Quando il conto alla rovesci partì ero carica, pronta. Corsi verso la cornucopia e afferrai il primo zaino che trovai li vicino e lo aprii, ma era vuoto, allora mi guardai intorno e fu allora che li vidi. Dei coltelli super affilati disposti sopra una roccia. Gli afferrai e cominciai a lanciarli contro i tributi. Uno, due, tre … in poco tempo riuscii a farne fuori parecchi. Restai tutto il tempo con gli altri favoriti nel tentativo di far fuori quanti più tributi potevo con la mia mira infallibile.
Quando quell’oca dell’uno morì insieme al ragazzo del suo stesso distretto, non ne fui turbata, anzi, ero contenta, avevo più opportunità di arrivare in finale come una vera vincitrice. “Resta qui e non fare sciocchezze”mi aveva detto Cato, ma io non gli diedi ascolto e appena vidi la ragazza del dodici mi ci gettai contro senza riflettere. Ero infatti troppo arrabbiata con quella ragazza, perché aveva preso in giro tutti fingendo di amare il ragazzo del suo distretto. Rotolammo e ci colpimmo a vicenda fino a che non riuscii a bloccarla al suolo. Ero a un passo dall’ucciderla quando mi sentii afferrare da dietro e sollevare in aria. Tresh il ragazzo dell’undici mi urlava contro furioso. Era arrabbiato perché Marvel aveva fatto fuori la sua compagna di distretto.
Afferrò una pietra da terra e con un colpo secco mi colpì in testa spaccandomi il cranio a metà. Il mio corpo cadde a terra. Sentivo un forte dolore premermi sulla testa. No, non era possibile, non stavo morendo no, NO. Udii qualcuno chiamare il mio nome e poi una figura avvicinarsi a me. Era Cato.

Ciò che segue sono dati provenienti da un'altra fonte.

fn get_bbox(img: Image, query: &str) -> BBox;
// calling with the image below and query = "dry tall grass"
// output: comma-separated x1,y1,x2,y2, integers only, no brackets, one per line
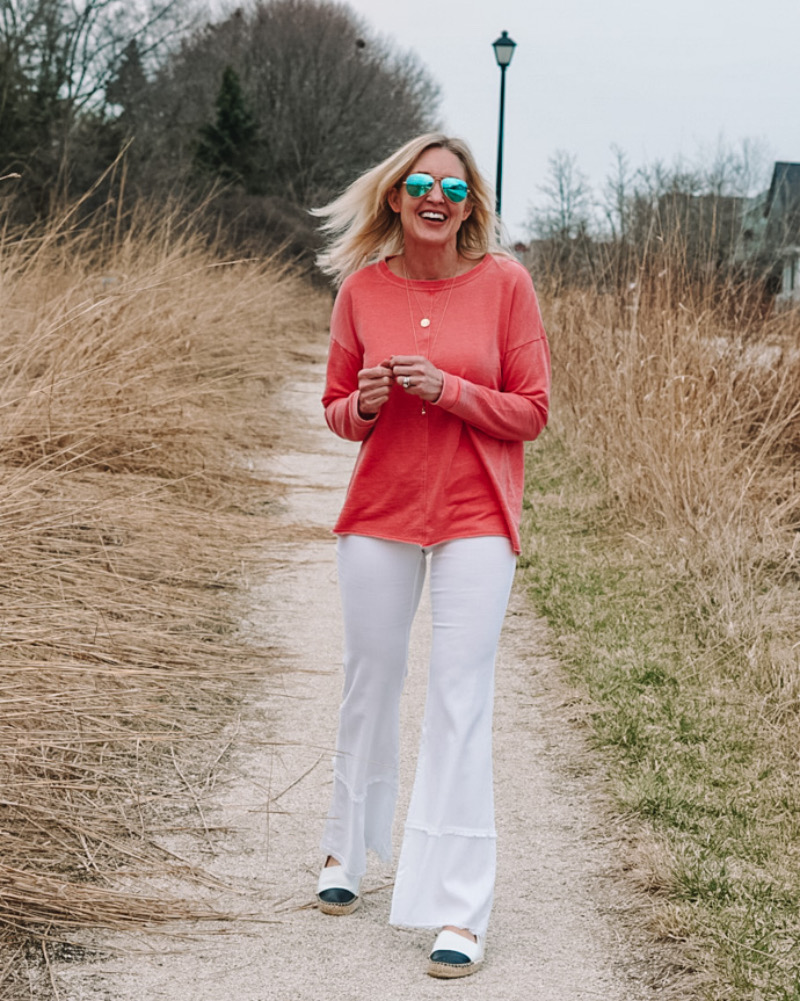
548,272,800,713
0,201,327,975
525,254,800,1001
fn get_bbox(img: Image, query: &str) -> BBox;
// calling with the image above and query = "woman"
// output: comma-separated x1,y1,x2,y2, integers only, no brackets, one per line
316,134,550,977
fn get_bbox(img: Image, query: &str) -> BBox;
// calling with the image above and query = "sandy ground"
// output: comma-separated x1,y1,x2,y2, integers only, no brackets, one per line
52,348,661,1001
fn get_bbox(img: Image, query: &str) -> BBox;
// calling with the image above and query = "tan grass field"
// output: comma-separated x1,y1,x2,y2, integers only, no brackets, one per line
524,268,800,1001
0,206,329,991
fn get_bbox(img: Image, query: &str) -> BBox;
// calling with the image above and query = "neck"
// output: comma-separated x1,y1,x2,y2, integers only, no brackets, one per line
403,237,463,281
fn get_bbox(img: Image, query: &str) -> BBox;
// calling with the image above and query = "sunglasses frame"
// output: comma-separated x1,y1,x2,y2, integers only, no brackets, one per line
401,170,470,205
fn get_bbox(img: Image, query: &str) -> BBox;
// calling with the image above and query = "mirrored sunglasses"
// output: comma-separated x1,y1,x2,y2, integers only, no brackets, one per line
403,174,470,204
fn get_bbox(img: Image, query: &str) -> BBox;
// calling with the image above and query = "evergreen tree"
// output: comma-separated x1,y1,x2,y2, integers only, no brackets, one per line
195,66,260,194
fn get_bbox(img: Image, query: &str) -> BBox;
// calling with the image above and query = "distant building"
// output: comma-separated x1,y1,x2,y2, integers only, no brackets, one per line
736,162,800,308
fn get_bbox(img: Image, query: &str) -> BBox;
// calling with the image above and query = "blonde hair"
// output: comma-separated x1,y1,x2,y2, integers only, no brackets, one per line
311,132,506,284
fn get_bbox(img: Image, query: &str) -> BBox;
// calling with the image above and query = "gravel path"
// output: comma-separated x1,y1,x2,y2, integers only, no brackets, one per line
53,348,658,1001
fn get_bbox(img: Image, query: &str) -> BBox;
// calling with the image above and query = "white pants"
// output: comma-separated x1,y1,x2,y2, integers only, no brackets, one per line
321,536,516,935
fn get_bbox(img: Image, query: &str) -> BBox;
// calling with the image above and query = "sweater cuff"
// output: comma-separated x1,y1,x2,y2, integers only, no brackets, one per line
436,372,462,410
349,389,377,427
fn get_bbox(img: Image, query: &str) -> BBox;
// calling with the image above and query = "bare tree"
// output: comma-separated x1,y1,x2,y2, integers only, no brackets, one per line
145,0,439,205
0,0,198,210
530,149,592,240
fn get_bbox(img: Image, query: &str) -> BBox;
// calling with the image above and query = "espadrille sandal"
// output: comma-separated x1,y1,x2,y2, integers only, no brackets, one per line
316,866,361,915
428,931,484,980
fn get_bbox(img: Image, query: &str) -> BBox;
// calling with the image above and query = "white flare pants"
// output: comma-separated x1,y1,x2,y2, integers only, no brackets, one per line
321,536,516,935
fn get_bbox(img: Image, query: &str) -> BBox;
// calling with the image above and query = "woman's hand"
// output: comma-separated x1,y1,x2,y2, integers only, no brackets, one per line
388,354,445,403
358,360,394,419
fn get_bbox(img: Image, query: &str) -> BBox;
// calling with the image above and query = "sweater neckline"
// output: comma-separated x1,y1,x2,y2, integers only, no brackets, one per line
377,253,492,292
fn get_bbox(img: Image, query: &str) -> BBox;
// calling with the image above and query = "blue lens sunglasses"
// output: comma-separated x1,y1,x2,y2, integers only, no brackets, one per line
403,173,470,205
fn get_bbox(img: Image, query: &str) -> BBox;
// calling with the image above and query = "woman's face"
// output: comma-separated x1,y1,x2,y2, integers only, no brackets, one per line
388,147,473,252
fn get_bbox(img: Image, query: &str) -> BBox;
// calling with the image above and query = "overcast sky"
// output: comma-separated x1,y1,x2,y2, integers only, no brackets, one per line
348,0,800,238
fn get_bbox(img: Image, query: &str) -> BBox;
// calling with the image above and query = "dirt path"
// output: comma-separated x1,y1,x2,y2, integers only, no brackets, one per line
53,346,654,1001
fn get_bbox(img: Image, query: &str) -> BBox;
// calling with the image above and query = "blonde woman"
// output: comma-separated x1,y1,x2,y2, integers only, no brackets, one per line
316,134,550,977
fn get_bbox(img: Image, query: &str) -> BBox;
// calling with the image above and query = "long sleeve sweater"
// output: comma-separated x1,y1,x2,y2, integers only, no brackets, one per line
322,254,550,553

“No, Clove! Ti avevo detto di aspettare, no, ti prego resta, ti supplico, Clove, Clove …”le sue parole divennero un sussulto silenzioso e la sua immagine sempre più scura fino a scomparire. No, non potevo morire così, tutti i miei progetti, tutte le cose che avrei voluto fare e dire, non potevo fare più nulla ormai. Nella confusione prima che le forze abbandonarono il mio corpo, sussurrai “Ti amo Cato” e poi spirai. Non so se lui abbia afferrato le mie parole, ma non potevo morire senza prima averle dette.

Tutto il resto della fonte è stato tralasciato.